I came up with this thesis after closely observing Google’s announcements on Tuesday, and I think it makes sense from an organizational, business perspective. In practice, however, it just looks desperate. Tuesday was catch-up day for Google — the company did not announce anything genuinely revolutionary or never seen before but rather focused its efforts on reclaiming its top spot in the AI space. Whether the strategy will yield a positive result is to be determined. In the meantime, though, consumers are left with boring, uninteresting, unexciting events that mainly function as shareholder advertisements instead of places to showcase new technology. Google I/O was such an event, with its steam stolen by OpenAI’s presentation just the day prior — and that is entirely the fault of Google, not OpenAI. Here are my takeaways from the keynote this year.
Gemini for the Web
Since the advent of ChatGPT, AI chatbots and their makers have been intent on upending the norms of the web. Publishers have reported frustration due to decreased traffic, users are inundated with cheap AI-generated spam whenever they make a Google search, and it is even harder than ever to ensure answers’ accuracy. Google, without a doubt, bears some responsibility for this after its beta introduction of SGE last year, which automatically queries the web and then quickly writes a summary pinned to the top of the results page. And even before that, Gemini was engineered to search the web to generate its answers, providing citations in line for users to fact-check its responses.
In practice, though, the citations and links to other websites are minuscule and are rarely clicked because most of the time, they’re simply unneeded. Instead of taking steps to address this information conundrum that has plagued the web for over a year, Google leaned into it at I/O this year — both in Google Search and Gemini, the chatbot.
First, Gemini: Gemini had fallen behind in sheer number of features compared to OpenAI’s GPT-4, so Google announced some remedies to better compete in the saturated chatbot market. The company announced it would build a conversation two-way voice mode into Gemini — both the web version and mobile app — similar to OpenAI’s announcements from Monday, allowing users to speak to the robot directly and receive speedy answers. It said the feature, which will become available later this year, will be conversational unlike Google Assistant, which currently only speaks aloud answers to user queries without asking follow-up questions.
However, it is unclear how this differs compared to the Gemini Google Assistant mode available for Pixel users now. Google Assistant on Pixel phones has two modes: the standard Google Assistant mode and Gemini, which uses the chatbot to generate answers. Moreover, there is already feature parity between the Gemini app and Google Assistant on Android, further muddling feature sets between Google’s AI products. This is what I mean by Gemini coming to every nook and cranny of Google’s software. Google needs to clean up this product line.
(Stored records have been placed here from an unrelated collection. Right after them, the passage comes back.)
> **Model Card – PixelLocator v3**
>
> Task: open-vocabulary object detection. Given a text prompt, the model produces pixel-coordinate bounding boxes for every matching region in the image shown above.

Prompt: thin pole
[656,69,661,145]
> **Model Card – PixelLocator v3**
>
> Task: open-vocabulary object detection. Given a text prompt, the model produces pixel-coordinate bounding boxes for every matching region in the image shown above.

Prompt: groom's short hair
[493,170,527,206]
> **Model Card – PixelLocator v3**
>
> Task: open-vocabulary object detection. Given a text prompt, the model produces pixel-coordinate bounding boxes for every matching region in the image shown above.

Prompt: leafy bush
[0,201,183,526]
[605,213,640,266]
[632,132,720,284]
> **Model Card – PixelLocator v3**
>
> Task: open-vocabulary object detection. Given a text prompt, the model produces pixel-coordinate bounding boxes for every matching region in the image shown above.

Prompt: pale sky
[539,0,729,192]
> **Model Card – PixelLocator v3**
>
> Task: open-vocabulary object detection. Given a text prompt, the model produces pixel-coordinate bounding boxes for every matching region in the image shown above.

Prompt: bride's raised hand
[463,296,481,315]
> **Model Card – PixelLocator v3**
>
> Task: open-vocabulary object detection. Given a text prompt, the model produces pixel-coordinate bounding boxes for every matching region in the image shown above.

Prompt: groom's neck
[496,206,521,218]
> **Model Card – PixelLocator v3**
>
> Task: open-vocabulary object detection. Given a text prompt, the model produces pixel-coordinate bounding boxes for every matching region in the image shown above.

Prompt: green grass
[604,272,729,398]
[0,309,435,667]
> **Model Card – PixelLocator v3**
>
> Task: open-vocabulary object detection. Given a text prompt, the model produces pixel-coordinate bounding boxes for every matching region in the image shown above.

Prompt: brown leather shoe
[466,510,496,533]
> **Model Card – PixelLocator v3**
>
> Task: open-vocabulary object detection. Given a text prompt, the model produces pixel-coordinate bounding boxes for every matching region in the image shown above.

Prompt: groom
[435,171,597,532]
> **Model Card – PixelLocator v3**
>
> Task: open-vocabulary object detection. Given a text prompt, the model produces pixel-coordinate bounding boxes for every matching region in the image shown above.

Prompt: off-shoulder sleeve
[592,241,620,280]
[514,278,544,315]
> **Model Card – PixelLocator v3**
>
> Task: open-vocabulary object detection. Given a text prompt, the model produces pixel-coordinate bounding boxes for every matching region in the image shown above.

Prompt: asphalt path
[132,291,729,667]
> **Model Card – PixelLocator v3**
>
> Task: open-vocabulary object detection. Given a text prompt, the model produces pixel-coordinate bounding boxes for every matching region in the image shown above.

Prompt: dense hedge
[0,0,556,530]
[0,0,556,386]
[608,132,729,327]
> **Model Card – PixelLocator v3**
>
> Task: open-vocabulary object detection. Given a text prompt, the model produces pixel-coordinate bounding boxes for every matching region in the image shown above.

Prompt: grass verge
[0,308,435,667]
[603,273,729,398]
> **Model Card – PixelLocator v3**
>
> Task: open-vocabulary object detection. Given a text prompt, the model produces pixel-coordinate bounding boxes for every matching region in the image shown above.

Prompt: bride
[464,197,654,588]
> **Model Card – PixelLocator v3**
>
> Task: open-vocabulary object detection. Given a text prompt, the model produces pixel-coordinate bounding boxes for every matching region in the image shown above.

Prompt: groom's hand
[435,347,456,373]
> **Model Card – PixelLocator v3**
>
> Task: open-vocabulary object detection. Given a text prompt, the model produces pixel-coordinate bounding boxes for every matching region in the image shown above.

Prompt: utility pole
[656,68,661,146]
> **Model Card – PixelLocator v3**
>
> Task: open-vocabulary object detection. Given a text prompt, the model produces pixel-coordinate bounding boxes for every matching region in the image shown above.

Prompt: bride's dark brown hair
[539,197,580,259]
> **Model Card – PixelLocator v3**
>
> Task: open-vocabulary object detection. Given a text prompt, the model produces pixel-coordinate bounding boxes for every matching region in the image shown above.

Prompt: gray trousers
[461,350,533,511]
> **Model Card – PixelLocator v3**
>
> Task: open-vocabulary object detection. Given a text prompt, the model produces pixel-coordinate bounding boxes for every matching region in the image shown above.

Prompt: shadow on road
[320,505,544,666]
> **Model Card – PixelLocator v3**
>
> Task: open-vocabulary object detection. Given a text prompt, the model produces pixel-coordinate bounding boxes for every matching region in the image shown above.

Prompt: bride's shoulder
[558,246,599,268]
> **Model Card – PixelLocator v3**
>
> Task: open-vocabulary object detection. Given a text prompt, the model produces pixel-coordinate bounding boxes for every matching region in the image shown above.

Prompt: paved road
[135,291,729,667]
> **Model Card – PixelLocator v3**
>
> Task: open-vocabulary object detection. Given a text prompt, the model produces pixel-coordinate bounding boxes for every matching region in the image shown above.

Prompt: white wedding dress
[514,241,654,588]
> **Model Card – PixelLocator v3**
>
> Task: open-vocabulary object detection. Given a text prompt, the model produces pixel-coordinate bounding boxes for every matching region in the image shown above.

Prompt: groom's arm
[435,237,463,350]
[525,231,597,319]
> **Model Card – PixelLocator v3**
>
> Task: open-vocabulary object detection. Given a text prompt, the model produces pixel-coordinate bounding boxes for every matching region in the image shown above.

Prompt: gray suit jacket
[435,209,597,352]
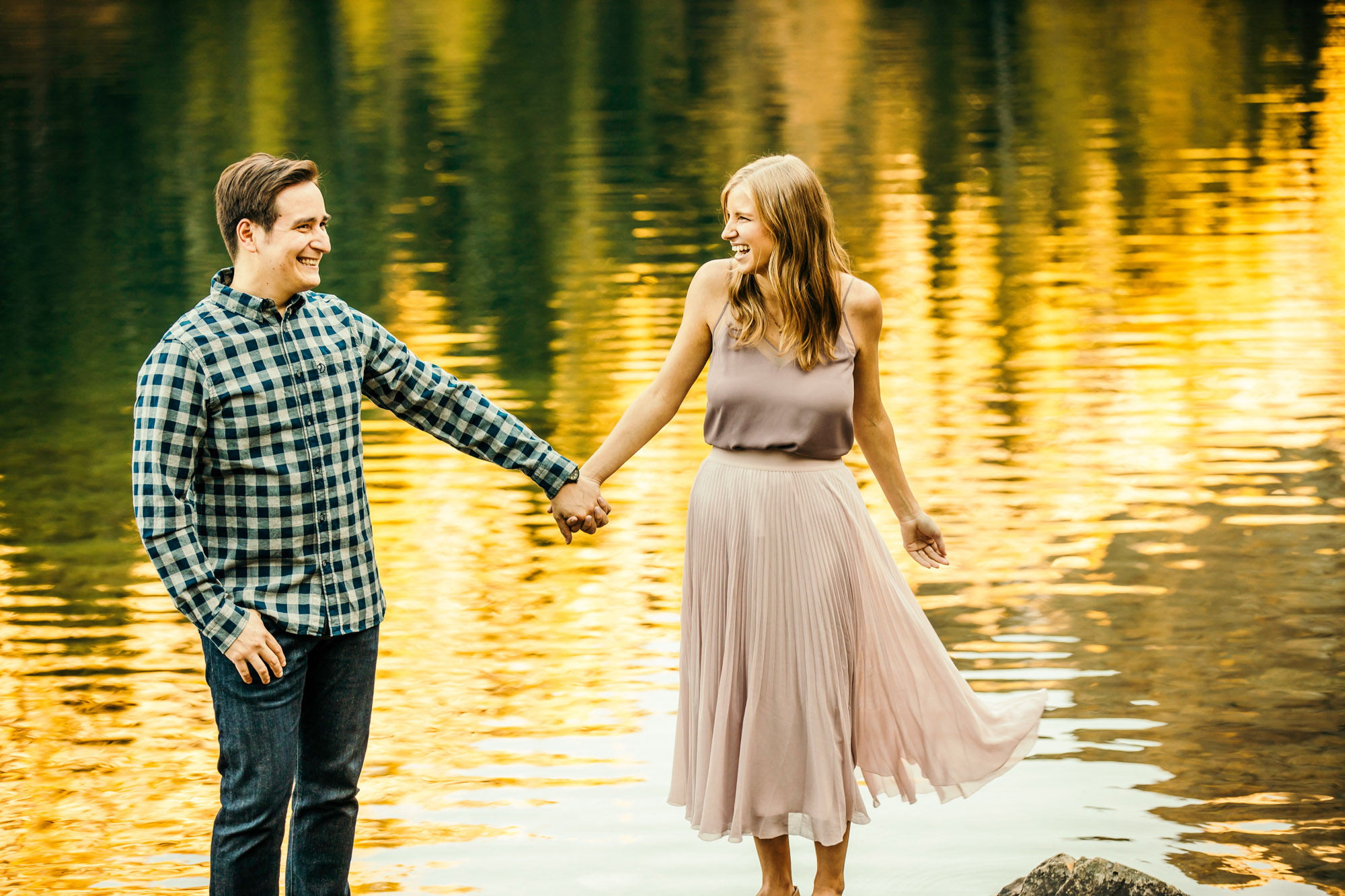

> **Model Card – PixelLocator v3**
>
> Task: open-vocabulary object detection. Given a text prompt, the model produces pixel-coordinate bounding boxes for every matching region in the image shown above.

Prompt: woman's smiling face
[720,186,775,273]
The new version of Gemini will also allow users to create custom, task-specific mini chatbots called “Gems,” a clever play on “Gemini.” This feature is meant to rival OpenAI’s “GPTs,” customizable GPT-4-powered chatbots that can be individually given instructions to perform a specific task. For example, a GPT can be programmed to search for grammar mistakes whenever a user uploads a file — that way, there is no need to describe what to do with every file that is uploaded on the user’s end as someone would have to do with the normal version of ChatGPT. Gems are a one-to-one knockoff of GPTs — users can make their own Gems and program them to perform specific tasks beforehand. Gems will be able to access the web, potentially becoming useful research tools, and they will also have multimodal functionality for paying Gemini Advanced users, allowing image and video uploads. Google says Gems will be available sometime in the summer for all users in the Gemini app on Android, Google app on iOS, and on the web.
And then, there is Google Search: Since the winter, Google has been slowly rolling out its SGE summaries to all web users on Google. The summaries appear with an “Experimental” badge and big, bold answers, and typically generate a second or two after the search has been made. The company now has fully renamed the experimental feature to “search summaries,” removing the feature from beta testing (it was only available through Google’s “Labs” portal) and vowing to expand it to all U.S. users by the end of the year. The change has the potential to entirely rewrite the internet, killing traffic to publishers that rely on Google Search to survive and sell advertisements on their pages, as well as disincentivizing high-quality handwritten answers on the web. The Gemini-powered search summaries do provide sources, but they are often buried below the summary and seldom clicked on by users, who are commonly content with the short AI-generated blurb.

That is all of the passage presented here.